By a 6-3 vote, the court rejected the “independent state legislature” theory in a case about North Carolina’s congressional map. The once-fringe legal theory broadly argued that state courts have little — or no — authority to question state legislatures on election laws for federal contests.
Chief Justice John Roberts wrote the court’s opinion, joined by the three liberal justices, Sonia Sotomayor, Elena Kagan and Ketanji Brown Jackson, along with two conservatives, Brett Kavanaugh and Amy Coney Barrett. Justices Clarence Thomas, Samuel Alito and Neil Gorsuch dissented.
The idea that state courts can’t intervene to rule on state election laws in federal elections flies in the face of the Constitution. Elections for federal office are run by the states, which means that any disputes about election laws in each individual state fall under state court jurisdiction. The Constitution has not stopped Republicans from attempting to short-circuit the will of the voters.

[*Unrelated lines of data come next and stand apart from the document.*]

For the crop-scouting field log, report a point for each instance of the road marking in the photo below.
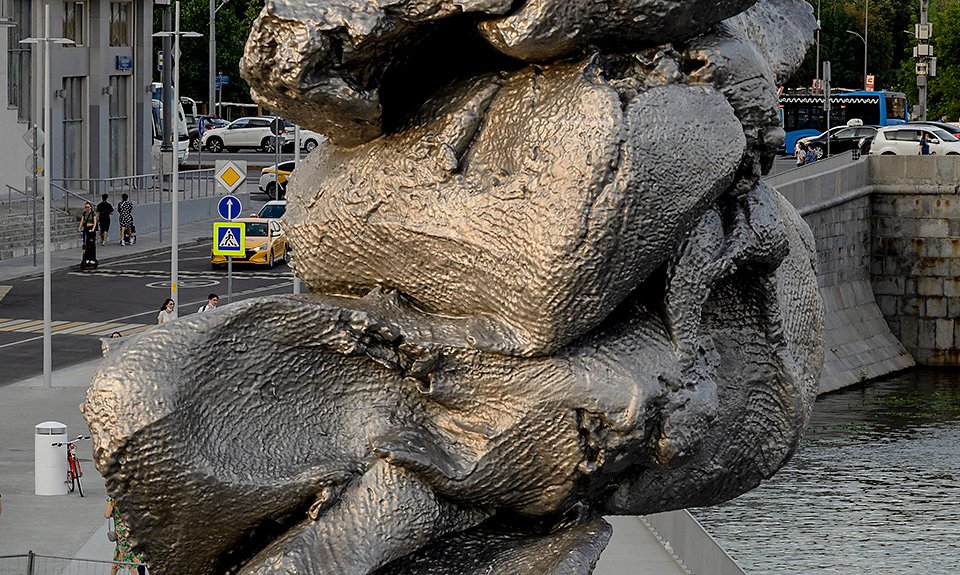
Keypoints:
(71, 327)
(101, 327)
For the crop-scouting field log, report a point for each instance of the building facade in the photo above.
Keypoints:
(101, 116)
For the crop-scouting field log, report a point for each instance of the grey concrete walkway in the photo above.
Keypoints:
(71, 526)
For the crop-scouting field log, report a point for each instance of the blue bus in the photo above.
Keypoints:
(802, 115)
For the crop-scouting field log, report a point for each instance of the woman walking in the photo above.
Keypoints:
(167, 312)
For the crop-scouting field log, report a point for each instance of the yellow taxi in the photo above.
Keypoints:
(265, 244)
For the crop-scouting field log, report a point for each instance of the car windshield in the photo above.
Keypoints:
(274, 211)
(944, 135)
(257, 229)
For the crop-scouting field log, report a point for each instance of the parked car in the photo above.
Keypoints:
(842, 139)
(273, 209)
(269, 179)
(947, 127)
(309, 139)
(252, 132)
(209, 123)
(266, 244)
(905, 140)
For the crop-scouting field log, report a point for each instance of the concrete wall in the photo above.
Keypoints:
(916, 253)
(834, 198)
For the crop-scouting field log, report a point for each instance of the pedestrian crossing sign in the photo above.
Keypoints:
(229, 239)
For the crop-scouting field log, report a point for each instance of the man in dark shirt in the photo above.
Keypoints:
(104, 209)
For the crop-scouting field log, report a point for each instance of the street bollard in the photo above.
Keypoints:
(49, 462)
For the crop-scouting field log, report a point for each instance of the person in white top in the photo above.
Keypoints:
(167, 311)
(211, 304)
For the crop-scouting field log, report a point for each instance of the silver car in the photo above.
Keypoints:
(904, 140)
(250, 132)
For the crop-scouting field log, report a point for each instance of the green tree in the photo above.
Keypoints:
(234, 20)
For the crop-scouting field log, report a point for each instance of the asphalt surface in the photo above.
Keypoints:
(68, 532)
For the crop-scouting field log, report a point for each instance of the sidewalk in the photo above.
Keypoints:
(63, 526)
(71, 526)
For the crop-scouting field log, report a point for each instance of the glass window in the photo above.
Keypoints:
(119, 125)
(119, 23)
(73, 22)
(19, 59)
(73, 127)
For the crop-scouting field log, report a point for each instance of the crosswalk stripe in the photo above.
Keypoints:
(63, 327)
(25, 325)
(99, 327)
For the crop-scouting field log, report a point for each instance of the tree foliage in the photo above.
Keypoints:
(890, 42)
(233, 22)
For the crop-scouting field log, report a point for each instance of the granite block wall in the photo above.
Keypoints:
(915, 267)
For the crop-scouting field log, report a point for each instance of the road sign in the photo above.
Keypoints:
(229, 207)
(230, 174)
(229, 238)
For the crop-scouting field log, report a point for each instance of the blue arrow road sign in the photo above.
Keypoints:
(229, 238)
(229, 207)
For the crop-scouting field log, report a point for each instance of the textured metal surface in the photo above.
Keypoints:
(541, 292)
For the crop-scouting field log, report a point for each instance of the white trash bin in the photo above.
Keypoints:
(49, 462)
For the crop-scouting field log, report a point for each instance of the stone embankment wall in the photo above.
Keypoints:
(915, 240)
(834, 198)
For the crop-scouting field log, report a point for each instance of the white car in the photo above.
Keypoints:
(268, 179)
(308, 138)
(250, 132)
(904, 140)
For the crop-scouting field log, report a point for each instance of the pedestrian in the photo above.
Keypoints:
(104, 209)
(211, 304)
(800, 152)
(167, 312)
(123, 552)
(125, 211)
(88, 224)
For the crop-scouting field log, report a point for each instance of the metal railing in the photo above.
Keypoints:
(26, 202)
(34, 564)
(142, 188)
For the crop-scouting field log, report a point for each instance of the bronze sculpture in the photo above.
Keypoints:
(547, 284)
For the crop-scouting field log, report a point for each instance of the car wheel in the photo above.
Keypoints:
(268, 145)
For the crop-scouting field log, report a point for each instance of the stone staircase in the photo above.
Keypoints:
(16, 231)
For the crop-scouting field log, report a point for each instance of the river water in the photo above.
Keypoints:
(874, 488)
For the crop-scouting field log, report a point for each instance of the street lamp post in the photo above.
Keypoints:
(176, 34)
(45, 41)
(212, 91)
(864, 40)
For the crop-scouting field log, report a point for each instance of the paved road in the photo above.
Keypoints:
(124, 294)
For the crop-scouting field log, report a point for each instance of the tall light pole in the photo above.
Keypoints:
(818, 85)
(212, 91)
(176, 34)
(45, 41)
(864, 40)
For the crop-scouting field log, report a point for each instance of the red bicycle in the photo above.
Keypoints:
(74, 473)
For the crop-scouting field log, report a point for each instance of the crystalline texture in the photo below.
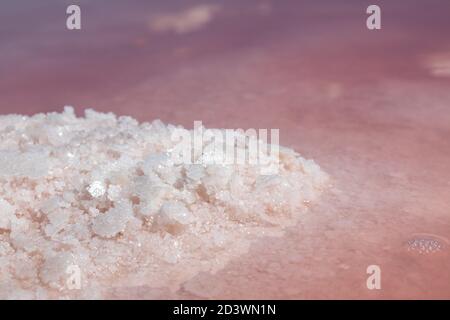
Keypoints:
(105, 195)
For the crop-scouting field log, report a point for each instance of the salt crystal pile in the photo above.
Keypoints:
(97, 201)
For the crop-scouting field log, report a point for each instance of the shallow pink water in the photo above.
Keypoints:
(365, 105)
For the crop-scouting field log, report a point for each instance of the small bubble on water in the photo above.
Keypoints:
(426, 244)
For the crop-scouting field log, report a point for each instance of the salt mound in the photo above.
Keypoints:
(89, 204)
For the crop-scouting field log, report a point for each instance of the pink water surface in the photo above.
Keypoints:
(368, 106)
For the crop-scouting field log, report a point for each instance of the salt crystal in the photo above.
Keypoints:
(96, 189)
(127, 202)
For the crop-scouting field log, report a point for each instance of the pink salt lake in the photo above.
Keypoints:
(370, 107)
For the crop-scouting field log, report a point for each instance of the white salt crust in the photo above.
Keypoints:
(101, 194)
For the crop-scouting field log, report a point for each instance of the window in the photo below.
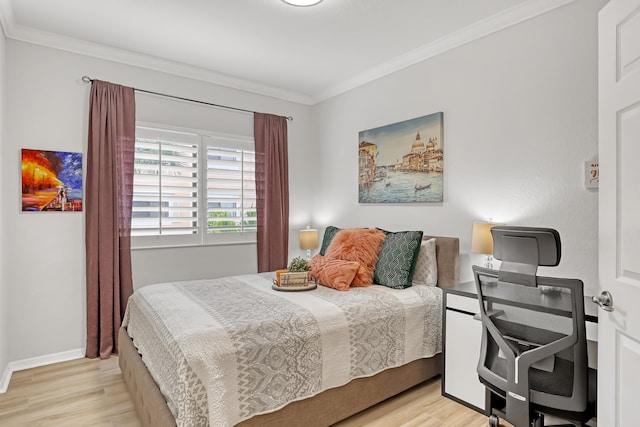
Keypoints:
(192, 188)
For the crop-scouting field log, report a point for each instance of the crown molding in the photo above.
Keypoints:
(478, 30)
(505, 19)
(6, 16)
(96, 50)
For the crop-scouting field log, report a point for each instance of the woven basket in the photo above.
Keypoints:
(294, 279)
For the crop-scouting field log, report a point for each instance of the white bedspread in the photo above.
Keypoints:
(224, 350)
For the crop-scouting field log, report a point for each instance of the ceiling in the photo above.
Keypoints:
(303, 54)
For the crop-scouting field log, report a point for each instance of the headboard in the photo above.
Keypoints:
(448, 256)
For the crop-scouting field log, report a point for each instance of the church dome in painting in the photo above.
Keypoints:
(418, 145)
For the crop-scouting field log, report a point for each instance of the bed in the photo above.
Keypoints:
(324, 401)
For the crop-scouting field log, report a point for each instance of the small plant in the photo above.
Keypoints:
(299, 264)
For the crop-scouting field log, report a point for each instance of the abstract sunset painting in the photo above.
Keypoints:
(51, 181)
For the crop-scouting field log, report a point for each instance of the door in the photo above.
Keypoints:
(619, 210)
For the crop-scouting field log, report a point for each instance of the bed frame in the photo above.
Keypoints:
(324, 409)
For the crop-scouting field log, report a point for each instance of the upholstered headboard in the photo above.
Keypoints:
(448, 255)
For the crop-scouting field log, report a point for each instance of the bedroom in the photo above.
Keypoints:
(520, 120)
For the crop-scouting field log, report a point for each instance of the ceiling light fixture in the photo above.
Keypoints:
(302, 3)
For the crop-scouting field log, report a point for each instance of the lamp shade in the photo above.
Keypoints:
(481, 239)
(308, 239)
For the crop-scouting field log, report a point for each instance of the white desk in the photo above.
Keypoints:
(461, 344)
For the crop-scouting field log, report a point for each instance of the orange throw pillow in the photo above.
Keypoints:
(360, 245)
(333, 273)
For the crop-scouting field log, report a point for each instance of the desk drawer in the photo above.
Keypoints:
(466, 304)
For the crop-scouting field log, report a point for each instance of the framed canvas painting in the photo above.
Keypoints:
(51, 181)
(402, 162)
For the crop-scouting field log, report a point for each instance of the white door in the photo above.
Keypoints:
(619, 209)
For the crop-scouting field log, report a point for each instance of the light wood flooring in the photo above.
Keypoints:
(91, 392)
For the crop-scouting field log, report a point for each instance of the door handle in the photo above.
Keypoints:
(604, 300)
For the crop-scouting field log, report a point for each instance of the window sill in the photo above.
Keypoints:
(192, 245)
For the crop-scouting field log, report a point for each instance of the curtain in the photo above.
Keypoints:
(272, 190)
(109, 194)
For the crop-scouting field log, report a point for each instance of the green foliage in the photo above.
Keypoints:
(298, 264)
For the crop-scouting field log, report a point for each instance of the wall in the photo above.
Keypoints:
(520, 120)
(45, 270)
(4, 305)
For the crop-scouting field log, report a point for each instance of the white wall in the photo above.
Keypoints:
(520, 120)
(45, 266)
(4, 305)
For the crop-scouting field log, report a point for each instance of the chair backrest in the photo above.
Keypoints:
(533, 343)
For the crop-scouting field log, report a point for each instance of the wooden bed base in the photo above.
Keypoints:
(324, 409)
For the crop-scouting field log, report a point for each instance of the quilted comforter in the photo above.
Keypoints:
(224, 350)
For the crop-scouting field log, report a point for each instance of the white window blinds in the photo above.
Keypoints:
(175, 188)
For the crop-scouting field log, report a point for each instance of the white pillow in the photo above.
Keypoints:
(426, 272)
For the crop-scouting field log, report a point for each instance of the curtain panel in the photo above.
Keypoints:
(109, 194)
(272, 190)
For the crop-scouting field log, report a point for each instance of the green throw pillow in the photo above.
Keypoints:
(397, 259)
(329, 232)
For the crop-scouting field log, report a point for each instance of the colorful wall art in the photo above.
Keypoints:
(51, 181)
(402, 162)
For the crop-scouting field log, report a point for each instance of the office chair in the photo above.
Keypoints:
(533, 355)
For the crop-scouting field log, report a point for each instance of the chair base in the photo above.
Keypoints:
(497, 411)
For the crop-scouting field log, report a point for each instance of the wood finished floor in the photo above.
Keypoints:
(90, 392)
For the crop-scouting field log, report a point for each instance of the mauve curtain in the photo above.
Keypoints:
(272, 190)
(109, 197)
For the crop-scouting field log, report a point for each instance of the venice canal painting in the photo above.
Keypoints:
(51, 181)
(402, 162)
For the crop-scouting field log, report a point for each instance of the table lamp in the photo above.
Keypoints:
(482, 241)
(308, 240)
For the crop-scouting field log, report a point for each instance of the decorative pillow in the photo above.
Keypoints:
(397, 259)
(361, 245)
(426, 272)
(334, 273)
(329, 232)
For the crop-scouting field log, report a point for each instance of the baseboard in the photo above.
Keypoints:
(4, 379)
(35, 362)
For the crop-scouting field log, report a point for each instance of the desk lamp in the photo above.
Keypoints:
(482, 242)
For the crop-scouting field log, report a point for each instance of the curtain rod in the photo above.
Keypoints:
(87, 79)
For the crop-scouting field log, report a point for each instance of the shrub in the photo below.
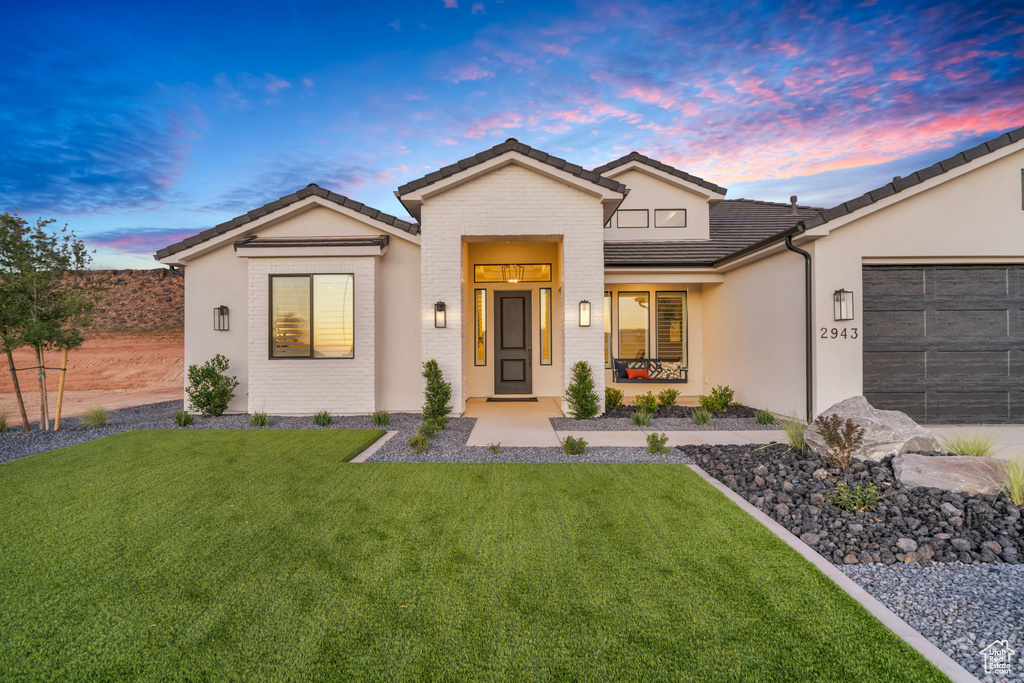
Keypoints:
(612, 398)
(843, 438)
(95, 417)
(581, 396)
(419, 443)
(640, 418)
(855, 498)
(794, 428)
(970, 443)
(668, 397)
(1013, 479)
(573, 446)
(183, 418)
(209, 388)
(645, 402)
(656, 443)
(436, 394)
(701, 416)
(719, 400)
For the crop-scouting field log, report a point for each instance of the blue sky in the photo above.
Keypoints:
(139, 124)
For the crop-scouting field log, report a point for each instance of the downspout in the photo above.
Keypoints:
(807, 316)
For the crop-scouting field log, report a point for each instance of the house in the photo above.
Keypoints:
(520, 263)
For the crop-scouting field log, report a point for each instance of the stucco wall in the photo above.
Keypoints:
(513, 203)
(647, 191)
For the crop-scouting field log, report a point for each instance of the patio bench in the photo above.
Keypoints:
(659, 371)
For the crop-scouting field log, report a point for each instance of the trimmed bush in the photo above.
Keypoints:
(573, 446)
(656, 443)
(668, 397)
(700, 416)
(210, 390)
(436, 394)
(95, 417)
(183, 418)
(581, 396)
(612, 398)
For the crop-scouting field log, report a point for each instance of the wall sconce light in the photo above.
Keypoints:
(844, 305)
(220, 322)
(584, 313)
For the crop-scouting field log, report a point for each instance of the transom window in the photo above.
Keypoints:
(312, 316)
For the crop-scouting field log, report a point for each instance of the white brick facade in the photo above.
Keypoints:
(303, 386)
(513, 203)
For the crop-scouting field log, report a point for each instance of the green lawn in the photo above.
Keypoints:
(261, 555)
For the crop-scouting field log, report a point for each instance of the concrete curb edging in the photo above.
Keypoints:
(374, 447)
(942, 660)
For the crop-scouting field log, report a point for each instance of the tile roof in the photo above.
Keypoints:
(734, 224)
(900, 183)
(511, 144)
(309, 190)
(653, 163)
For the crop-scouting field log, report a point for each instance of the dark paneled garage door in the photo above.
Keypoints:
(945, 343)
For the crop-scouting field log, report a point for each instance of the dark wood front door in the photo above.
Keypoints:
(513, 349)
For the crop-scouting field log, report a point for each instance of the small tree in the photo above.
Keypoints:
(437, 393)
(210, 390)
(581, 395)
(37, 308)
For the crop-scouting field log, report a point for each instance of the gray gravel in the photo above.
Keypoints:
(961, 608)
(658, 424)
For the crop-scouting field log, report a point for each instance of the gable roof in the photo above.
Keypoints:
(735, 224)
(309, 190)
(511, 144)
(900, 183)
(653, 163)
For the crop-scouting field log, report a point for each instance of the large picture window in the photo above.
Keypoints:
(634, 325)
(312, 316)
(671, 311)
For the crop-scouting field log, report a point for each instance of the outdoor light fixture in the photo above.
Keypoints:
(844, 305)
(584, 313)
(512, 272)
(220, 318)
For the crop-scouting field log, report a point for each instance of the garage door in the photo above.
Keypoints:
(945, 343)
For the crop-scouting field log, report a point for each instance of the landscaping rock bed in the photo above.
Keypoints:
(960, 608)
(908, 525)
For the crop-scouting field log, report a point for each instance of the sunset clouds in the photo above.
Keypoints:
(115, 115)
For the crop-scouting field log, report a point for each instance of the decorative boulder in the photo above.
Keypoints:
(886, 432)
(961, 474)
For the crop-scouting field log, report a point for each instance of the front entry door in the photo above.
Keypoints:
(513, 349)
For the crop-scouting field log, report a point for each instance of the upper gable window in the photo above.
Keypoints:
(670, 218)
(633, 218)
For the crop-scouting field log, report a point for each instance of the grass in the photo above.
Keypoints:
(974, 442)
(94, 417)
(260, 555)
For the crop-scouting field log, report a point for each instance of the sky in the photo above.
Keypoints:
(140, 124)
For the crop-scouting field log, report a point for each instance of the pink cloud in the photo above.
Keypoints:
(470, 73)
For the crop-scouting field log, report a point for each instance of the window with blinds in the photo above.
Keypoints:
(670, 310)
(312, 316)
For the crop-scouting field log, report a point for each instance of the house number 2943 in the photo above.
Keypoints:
(839, 333)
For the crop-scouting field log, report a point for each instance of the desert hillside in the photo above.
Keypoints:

In North Carolina, the fight is over heavily gerrymandered maps. In Pennsylvania, Republicans have spent years using the independent state legislature theory as the backbone for their arguments to get rid of mail-in voting.
Trump had been planning to use the independent state legislature theory to argue that legislatures can overturn election results in swing states if he loses them in 2024.
Independent state legislature theory is a danger to democracy which the Supreme Court rejected in a bipartisan manner.